Abstract: We propose an accelerated version of stochastic variance reduced coordinate descent -- ASVRCD. As other variance reduced coordinate descent methods such as SEGA or SVRCD, our method can deal with problems that include a non-separable and non-smooth regularizer, while accessing a random block of partial derivatives in each iteration only. However, ASVRCD incorporates Nesterov's momentum, which offers favorable iteration complexity guarantees over both SEGA and SVRCD. As a by-product of our theory, we show that a variant of Allen-Zhu (2017) is a specific case of ASVRCD, recovering the optimal oracle complexity for the finite sum objective.
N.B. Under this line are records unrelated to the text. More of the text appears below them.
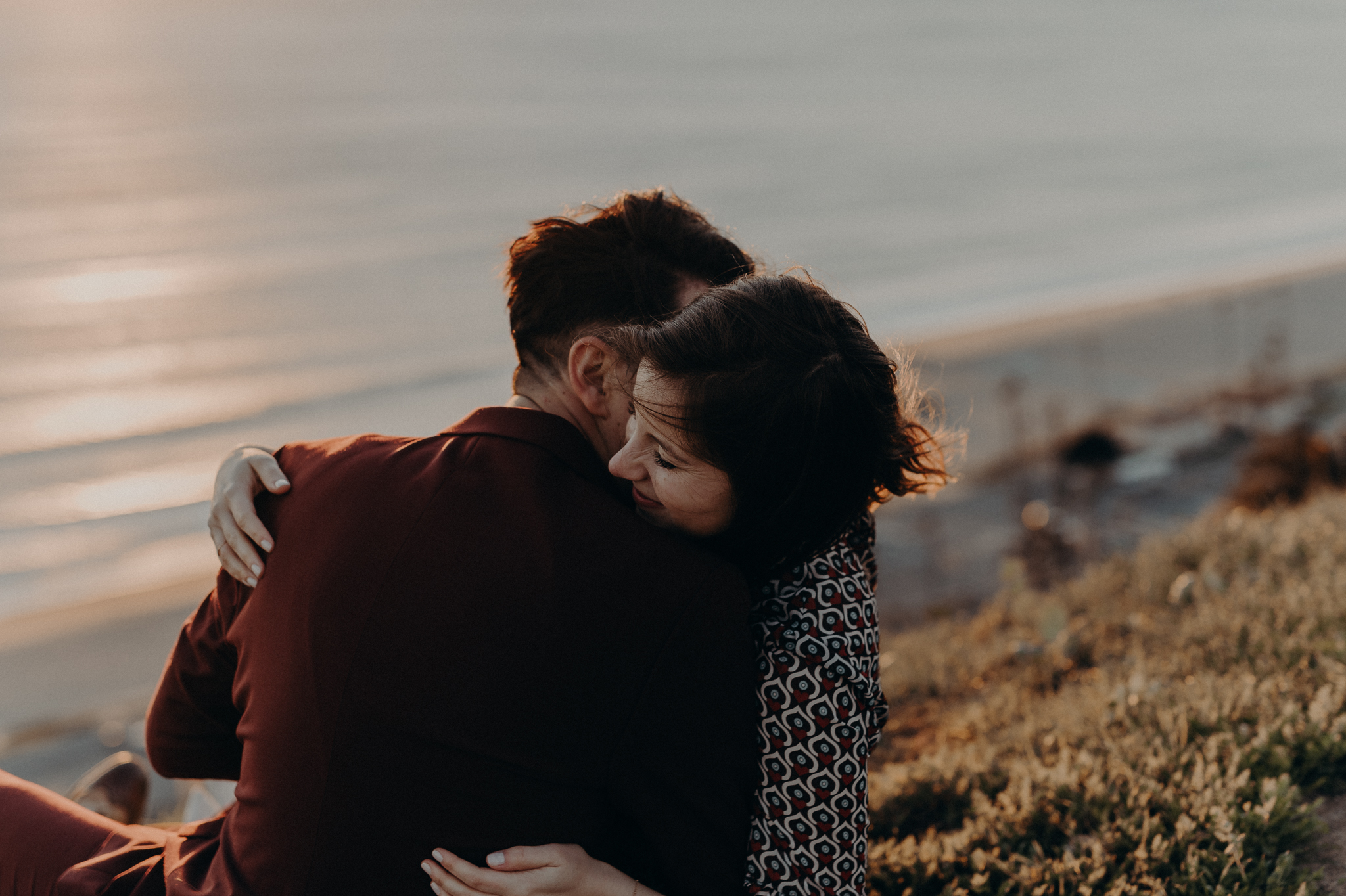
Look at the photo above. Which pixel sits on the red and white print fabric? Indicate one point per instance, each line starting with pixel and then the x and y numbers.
pixel 822 711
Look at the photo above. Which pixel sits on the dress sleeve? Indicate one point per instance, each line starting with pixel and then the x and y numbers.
pixel 820 712
pixel 191 721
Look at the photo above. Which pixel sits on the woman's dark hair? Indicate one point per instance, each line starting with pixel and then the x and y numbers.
pixel 785 390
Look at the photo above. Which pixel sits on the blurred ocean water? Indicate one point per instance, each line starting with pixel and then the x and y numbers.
pixel 286 219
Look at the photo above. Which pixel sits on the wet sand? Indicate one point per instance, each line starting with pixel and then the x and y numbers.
pixel 65 671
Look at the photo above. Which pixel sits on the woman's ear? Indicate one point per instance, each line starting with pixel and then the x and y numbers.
pixel 593 368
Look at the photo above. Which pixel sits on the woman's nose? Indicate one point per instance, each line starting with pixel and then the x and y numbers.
pixel 625 466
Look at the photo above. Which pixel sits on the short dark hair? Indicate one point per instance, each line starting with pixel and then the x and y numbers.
pixel 787 393
pixel 617 264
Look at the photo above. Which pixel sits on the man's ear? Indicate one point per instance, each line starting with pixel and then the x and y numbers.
pixel 592 368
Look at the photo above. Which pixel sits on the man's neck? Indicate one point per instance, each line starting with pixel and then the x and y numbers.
pixel 551 399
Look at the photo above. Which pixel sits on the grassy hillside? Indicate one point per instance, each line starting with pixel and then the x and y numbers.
pixel 1159 725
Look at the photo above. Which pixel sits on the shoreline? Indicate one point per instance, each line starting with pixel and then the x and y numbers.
pixel 1069 370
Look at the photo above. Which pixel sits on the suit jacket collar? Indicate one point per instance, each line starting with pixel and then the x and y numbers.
pixel 548 432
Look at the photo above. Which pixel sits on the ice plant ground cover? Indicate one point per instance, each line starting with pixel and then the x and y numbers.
pixel 1162 724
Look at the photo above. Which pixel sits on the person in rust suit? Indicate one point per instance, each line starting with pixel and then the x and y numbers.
pixel 509 656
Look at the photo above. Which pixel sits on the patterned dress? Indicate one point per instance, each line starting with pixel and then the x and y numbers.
pixel 820 715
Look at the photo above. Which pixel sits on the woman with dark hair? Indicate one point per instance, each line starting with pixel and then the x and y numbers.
pixel 768 423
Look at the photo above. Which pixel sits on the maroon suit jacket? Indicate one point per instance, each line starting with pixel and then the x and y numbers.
pixel 465 640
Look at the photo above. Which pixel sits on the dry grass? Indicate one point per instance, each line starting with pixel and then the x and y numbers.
pixel 1162 724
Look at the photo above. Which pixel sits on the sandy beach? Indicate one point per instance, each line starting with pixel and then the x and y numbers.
pixel 68 670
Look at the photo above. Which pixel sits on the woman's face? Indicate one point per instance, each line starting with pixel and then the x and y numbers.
pixel 672 487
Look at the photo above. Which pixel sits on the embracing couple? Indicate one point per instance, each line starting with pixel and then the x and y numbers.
pixel 613 637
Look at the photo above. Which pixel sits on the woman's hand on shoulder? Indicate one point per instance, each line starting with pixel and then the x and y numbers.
pixel 556 870
pixel 235 526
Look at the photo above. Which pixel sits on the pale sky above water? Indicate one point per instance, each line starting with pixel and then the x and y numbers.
pixel 209 212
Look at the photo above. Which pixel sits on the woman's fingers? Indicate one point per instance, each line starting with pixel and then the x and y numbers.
pixel 243 549
pixel 526 857
pixel 243 513
pixel 475 880
pixel 229 558
pixel 446 884
pixel 268 472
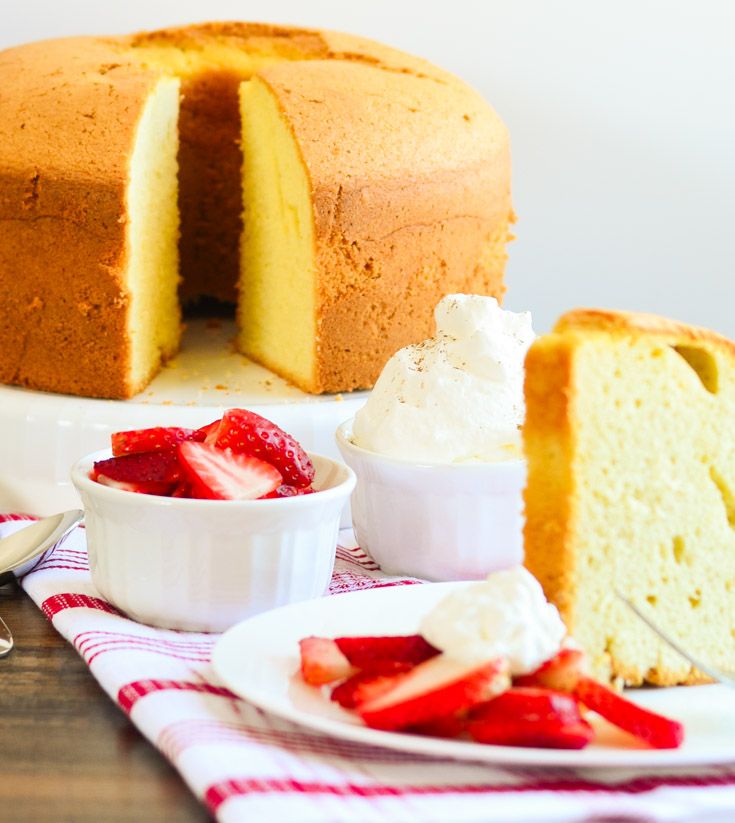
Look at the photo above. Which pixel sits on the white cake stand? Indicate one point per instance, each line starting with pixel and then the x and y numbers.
pixel 42 434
# Konstantin Giving a Series of Talks in the US and UK

Konstantin Mishchenko is giving several talks in New York, London and Oxford. Here is his schedule:

February 12, UCL Gatsby Computational Neuroscience Unit, London, "Sinkhorn Algorithm as a Special Case of Stochastic Mirror Descent"
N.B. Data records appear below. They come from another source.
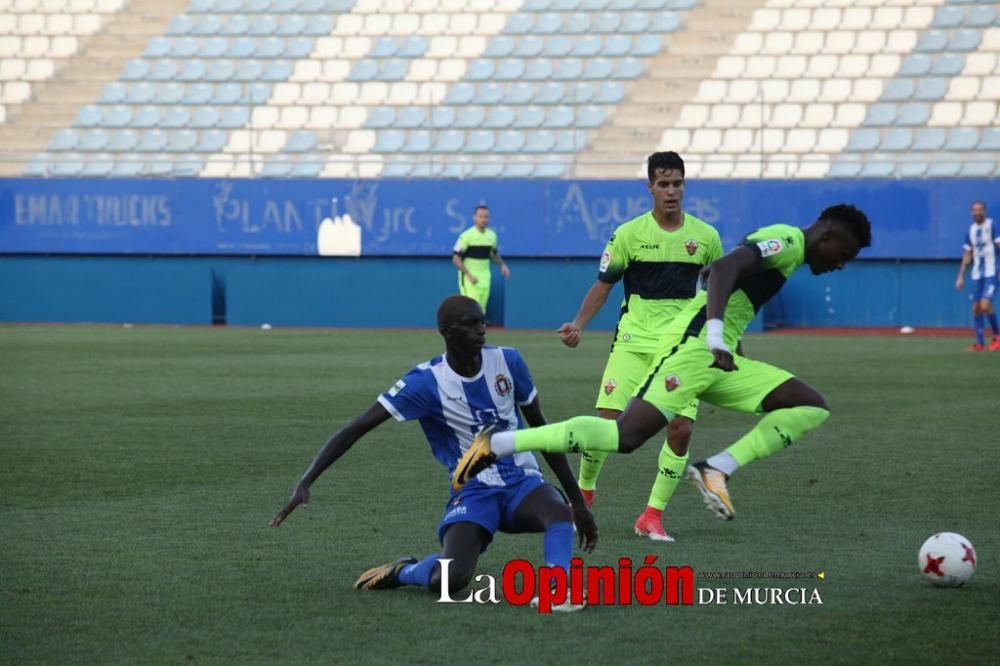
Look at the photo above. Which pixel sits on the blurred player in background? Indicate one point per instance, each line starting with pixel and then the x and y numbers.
pixel 659 255
pixel 454 396
pixel 981 249
pixel 696 362
pixel 475 248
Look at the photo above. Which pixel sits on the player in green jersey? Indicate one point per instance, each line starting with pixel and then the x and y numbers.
pixel 475 248
pixel 700 363
pixel 659 255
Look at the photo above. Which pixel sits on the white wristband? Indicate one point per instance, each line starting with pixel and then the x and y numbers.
pixel 714 339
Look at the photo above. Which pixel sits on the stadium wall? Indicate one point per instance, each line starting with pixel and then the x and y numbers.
pixel 398 292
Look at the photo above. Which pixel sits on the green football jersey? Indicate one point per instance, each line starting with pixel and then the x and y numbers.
pixel 782 249
pixel 476 249
pixel 660 269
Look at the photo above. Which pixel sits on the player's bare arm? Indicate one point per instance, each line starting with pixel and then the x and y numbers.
pixel 597 296
pixel 337 446
pixel 721 281
pixel 586 526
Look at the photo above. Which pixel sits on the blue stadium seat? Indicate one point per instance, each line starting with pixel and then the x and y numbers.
pixel 418 141
pixel 152 141
pixel 929 139
pixel 490 93
pixel 123 141
pixel 63 140
pixel 89 116
pixel 586 46
pixel 301 142
pixel 145 116
pixel 915 64
pixel 862 140
pixel 113 93
pixel 227 93
pixel 442 117
pixel 410 117
pixel 880 115
pixel 932 41
pixel 479 141
pixel 509 69
pixel 500 46
pixel 913 115
pixel 141 92
pixel 558 46
pixel 174 117
pixel 205 117
pixel 980 16
pixel 170 93
pixel 381 117
pixel 135 70
pixel 931 89
pixel 558 117
pixel 519 92
pixel 234 117
pixel 962 138
pixel 449 141
pixel 529 46
pixel 990 139
pixel 499 117
pixel 460 93
pixel 389 141
pixel 469 117
pixel 898 90
pixel 947 16
pixel 538 69
pixel 198 93
pixel 948 64
pixel 896 139
pixel 530 117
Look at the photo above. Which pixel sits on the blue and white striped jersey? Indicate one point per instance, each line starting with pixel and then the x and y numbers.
pixel 983 241
pixel 452 408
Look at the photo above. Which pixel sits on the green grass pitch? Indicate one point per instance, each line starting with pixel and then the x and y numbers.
pixel 140 468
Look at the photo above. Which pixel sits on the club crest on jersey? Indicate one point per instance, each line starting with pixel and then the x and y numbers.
pixel 769 247
pixel 672 382
pixel 503 385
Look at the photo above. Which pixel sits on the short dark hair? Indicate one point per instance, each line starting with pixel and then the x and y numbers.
pixel 854 220
pixel 663 160
pixel 453 307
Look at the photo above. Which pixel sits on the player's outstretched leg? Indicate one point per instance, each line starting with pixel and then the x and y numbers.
pixel 383 577
pixel 793 409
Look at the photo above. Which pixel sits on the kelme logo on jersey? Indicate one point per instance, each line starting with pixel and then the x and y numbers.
pixel 503 385
pixel 769 247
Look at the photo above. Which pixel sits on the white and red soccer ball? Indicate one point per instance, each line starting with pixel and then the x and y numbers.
pixel 947 559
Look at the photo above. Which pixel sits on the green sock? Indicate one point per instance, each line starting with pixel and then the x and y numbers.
pixel 775 431
pixel 591 463
pixel 580 433
pixel 669 472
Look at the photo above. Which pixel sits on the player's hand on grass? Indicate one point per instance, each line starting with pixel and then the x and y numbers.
pixel 569 333
pixel 299 496
pixel 586 527
pixel 723 360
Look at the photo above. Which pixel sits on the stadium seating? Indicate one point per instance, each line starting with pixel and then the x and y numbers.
pixel 521 88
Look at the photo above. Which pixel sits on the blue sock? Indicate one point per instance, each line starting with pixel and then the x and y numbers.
pixel 559 545
pixel 419 574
February 14, Imperial College London, London, "Sinkhorn Algorithm as a Special Case of Stochastic Mirror Descent"

# New Paper

New paper out: "Better Theory for SGD in the Nonconvex World" - joint work with Ahmed Khaled.

Abstract: Large-scale nonconvex optimization problems are ubiquitous in modern machine learning, and among practitioners interested in solving them, Stochastic Gradient Descent (SGD) reigns supreme. We revisit the analysis of SGD in the nonconvex setting and propose a new variant of the recently introduced expected smoothness assumption which governs the behaviour of the second moment of the stochastic gradient. We show that our assumption is both more general and more reasonable than assumptions made in all prior work. Moreover, our results yield the optimal $O(\epsilon^{-4})$ rate for finding a stationary point of nonconvex smooth functions, and recover the optimal $O(\epsilon^{-1})$ rate for finding a global solution if the Polyak-Łojasiewicz condition is satisfied. We compare against convergence rates under convexity and prove a theorem on the convergence of SGD under Quadratic Functional Growth and convexity, which might be of independent interest. Moreover, we perform our analysis in a framework which allows for a detailed study of the effects of a wide array of sampling strategies and minibatch sizes for finite-sum optimization problems. We corroborate our theoretical results with experiments on real and synthetic data.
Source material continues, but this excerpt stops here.